Review: Mockingjay Part. 2
If the first part of The Hunger Games’ two-pronged finale is indeed a quiet, perhaps unnecessary beginning of a drawn out conclusion from a singular source material, then Part 2 is undeniably the frantic finale that brings excitement, emotion, and balance.
For the fourth and final time, the saga of Katniss Everdeen (Jennifer Lawrence) comes to the screen, her evolution apparent and her quest now somehow more disturbing and painful than before. Gone is her hesitancy, replaced with decisiveness; but the latter is not necessarily something that saves the day either.
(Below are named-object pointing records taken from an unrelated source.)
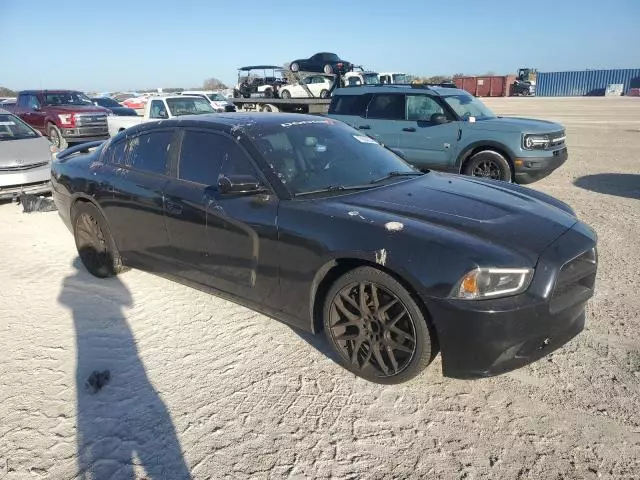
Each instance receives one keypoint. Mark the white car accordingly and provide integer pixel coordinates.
(319, 85)
(217, 100)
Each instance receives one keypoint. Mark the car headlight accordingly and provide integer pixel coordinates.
(482, 283)
(534, 142)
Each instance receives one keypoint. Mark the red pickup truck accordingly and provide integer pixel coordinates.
(65, 116)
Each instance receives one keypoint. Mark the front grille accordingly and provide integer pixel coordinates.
(21, 167)
(91, 120)
(575, 282)
(556, 139)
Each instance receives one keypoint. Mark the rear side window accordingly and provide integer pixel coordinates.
(149, 151)
(204, 156)
(387, 106)
(349, 104)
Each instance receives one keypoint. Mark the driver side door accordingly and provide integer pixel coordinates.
(425, 142)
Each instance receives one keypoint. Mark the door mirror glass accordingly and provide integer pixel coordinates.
(239, 184)
(438, 119)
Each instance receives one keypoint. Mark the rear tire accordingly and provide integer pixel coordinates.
(376, 328)
(488, 164)
(54, 134)
(94, 242)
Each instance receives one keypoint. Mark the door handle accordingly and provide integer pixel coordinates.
(173, 207)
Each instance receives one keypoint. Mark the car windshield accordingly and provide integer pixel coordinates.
(189, 106)
(309, 156)
(66, 98)
(399, 78)
(468, 106)
(106, 102)
(371, 78)
(12, 128)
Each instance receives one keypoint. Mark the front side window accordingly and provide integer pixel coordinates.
(422, 108)
(12, 128)
(387, 106)
(149, 151)
(205, 156)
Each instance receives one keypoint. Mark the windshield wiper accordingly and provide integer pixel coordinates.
(396, 174)
(334, 188)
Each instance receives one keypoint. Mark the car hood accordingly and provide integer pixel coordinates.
(492, 211)
(75, 109)
(25, 151)
(517, 124)
(124, 111)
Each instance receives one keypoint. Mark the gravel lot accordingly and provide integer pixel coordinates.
(204, 386)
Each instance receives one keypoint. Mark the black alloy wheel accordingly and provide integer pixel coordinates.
(95, 245)
(376, 327)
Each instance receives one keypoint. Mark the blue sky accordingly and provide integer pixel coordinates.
(117, 45)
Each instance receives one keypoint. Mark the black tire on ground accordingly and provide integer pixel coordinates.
(54, 134)
(488, 164)
(391, 341)
(94, 242)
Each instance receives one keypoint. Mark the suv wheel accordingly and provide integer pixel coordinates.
(488, 164)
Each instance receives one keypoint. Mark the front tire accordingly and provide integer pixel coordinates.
(376, 328)
(96, 247)
(54, 134)
(488, 164)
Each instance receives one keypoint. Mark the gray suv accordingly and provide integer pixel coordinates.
(447, 129)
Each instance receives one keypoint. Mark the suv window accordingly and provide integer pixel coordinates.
(349, 104)
(387, 106)
(157, 109)
(205, 156)
(148, 151)
(421, 107)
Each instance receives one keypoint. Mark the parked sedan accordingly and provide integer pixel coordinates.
(322, 63)
(311, 222)
(114, 107)
(25, 158)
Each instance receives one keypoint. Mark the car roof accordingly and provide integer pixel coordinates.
(399, 88)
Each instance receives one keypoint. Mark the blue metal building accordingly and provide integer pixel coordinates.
(585, 82)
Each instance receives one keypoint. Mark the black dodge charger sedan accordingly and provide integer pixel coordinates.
(307, 220)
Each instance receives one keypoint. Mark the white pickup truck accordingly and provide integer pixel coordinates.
(161, 108)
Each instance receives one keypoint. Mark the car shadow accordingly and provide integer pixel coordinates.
(619, 184)
(121, 420)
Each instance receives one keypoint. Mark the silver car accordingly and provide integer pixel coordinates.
(25, 158)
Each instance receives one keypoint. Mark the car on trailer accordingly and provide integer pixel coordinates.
(259, 80)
In Mockingjay Part 2, we say goodbye to an influential and uncanny female protagonist, from plucky bystander to reluctant heroine to determined savoir. Her flaws haven’t disappeared, only changed, and consequences have risen. Once only her life was in danger, then her friends in combat, and now her fellow citizens and indeed the masses of Panem. She has two men still interested in her, but she can compartmentalize, neither in need of a male around nor in protest of it; though the lack of charm from both actors (Josh Hutcherson, Liam Hemsworth) wouldn’t really have any woman running, rebel leader or not. For now though, Katniss wisely remains focused on that which is indeed far more important.
That’s taking down a tyrannical and oppressive government and its leader Snow (Donald Sutherland); the real subjugating male, who has orchestrated the killings of both unknown masses and specific sympathetic characters. Picking up moments after the last film left off, Katniss and her crew plans an attack on the Capitol, and things get rolling. Part 2 creates a final ‘games’ out of the entire deserted city, an urban landscape littered with a variety of deadly traps that methodically whittles down the numbers of a rather large squad. Katniss is joined by her suitors in Peeta and Gale, her colleague Finnick (Sam Claflin) her video team, and a bunch of new, relatively unknown soldiers who are easily dispensable.
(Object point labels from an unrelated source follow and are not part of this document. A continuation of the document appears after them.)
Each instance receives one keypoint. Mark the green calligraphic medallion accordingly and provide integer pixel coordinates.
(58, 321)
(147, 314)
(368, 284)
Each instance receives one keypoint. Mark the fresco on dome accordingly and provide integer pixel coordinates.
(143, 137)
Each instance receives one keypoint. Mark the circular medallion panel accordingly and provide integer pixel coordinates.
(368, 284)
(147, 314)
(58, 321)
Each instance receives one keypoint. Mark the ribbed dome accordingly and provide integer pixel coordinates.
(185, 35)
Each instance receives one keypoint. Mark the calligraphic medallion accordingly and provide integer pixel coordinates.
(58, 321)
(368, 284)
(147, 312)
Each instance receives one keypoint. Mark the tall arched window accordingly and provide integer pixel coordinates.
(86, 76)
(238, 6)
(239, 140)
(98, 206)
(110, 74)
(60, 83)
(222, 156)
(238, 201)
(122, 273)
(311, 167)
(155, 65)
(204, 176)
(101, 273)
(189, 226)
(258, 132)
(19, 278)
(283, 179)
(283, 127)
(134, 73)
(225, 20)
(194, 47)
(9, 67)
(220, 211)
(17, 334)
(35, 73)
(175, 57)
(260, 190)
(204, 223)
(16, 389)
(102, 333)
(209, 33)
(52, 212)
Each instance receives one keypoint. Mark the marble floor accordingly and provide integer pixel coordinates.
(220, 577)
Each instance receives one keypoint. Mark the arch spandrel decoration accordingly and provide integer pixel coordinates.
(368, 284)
Teeming with frenetic action and tense moments, the group eventually takes to the sewers where one of the most thrilling sequences in the entirety of the franchise takes place. A whirlwind of intimate horror and violence erupts as their assault takes a defensive posture the closer they get to their goal.
Part 2 though doesn’t solely rely on action. Directed by Francis Lawrence for the third time, this finale welcomes its younger audience into adulthood with chilling displays of careless brutality and thirst for power, with Katniss the guide. Her past mentors takes to the sidelines, with passing acknowledgements of their roles (Jeffrey Wright, Woody Harrelson, Elizabeth Banks, and the late Seymour Hoffman have fleeting moments), and Katniss, no longer dolled up as a pawn for either side of the fight, moves doggedly onward.
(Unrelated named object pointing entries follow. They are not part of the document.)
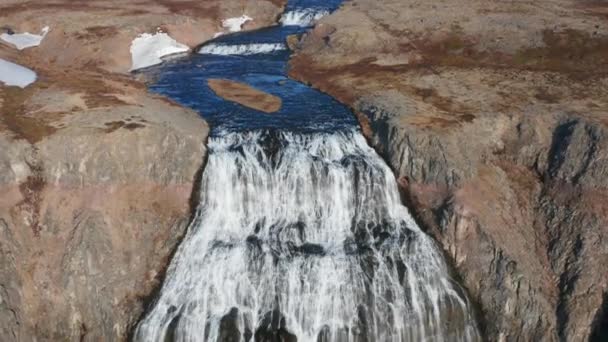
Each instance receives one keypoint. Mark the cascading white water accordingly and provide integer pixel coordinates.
(302, 17)
(304, 236)
(241, 49)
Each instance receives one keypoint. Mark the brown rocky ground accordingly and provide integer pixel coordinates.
(494, 116)
(97, 176)
(245, 95)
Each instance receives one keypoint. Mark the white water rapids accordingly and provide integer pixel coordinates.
(303, 236)
(302, 17)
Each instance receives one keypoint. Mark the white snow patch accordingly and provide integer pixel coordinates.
(24, 40)
(235, 24)
(148, 49)
(242, 49)
(304, 17)
(13, 74)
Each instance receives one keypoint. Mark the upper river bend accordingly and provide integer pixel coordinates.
(300, 234)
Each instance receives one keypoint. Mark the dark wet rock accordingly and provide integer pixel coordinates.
(501, 153)
(229, 327)
(272, 329)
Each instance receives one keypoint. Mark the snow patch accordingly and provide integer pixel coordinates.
(148, 49)
(242, 49)
(12, 74)
(24, 40)
(235, 24)
(303, 18)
The camera never leaves her determined, savvy side, moving towards a potent finale, which is dramatically powerful twofold. Indeed, a conclusion comes to the war of Panem, and not without a high body count. But perhaps more bittersweet is the cinematic sendoff of Katniss, a unique young woman on screen who has broken free of stereotype, a flawed heroine who can kiss and punch, who can fall in and out of love, who can lie and laugh.
She is one who has demonstrated to countless onlookers that she knows how to play the game and win it. More importantly though, she has shown that all young women have the power to set the rules.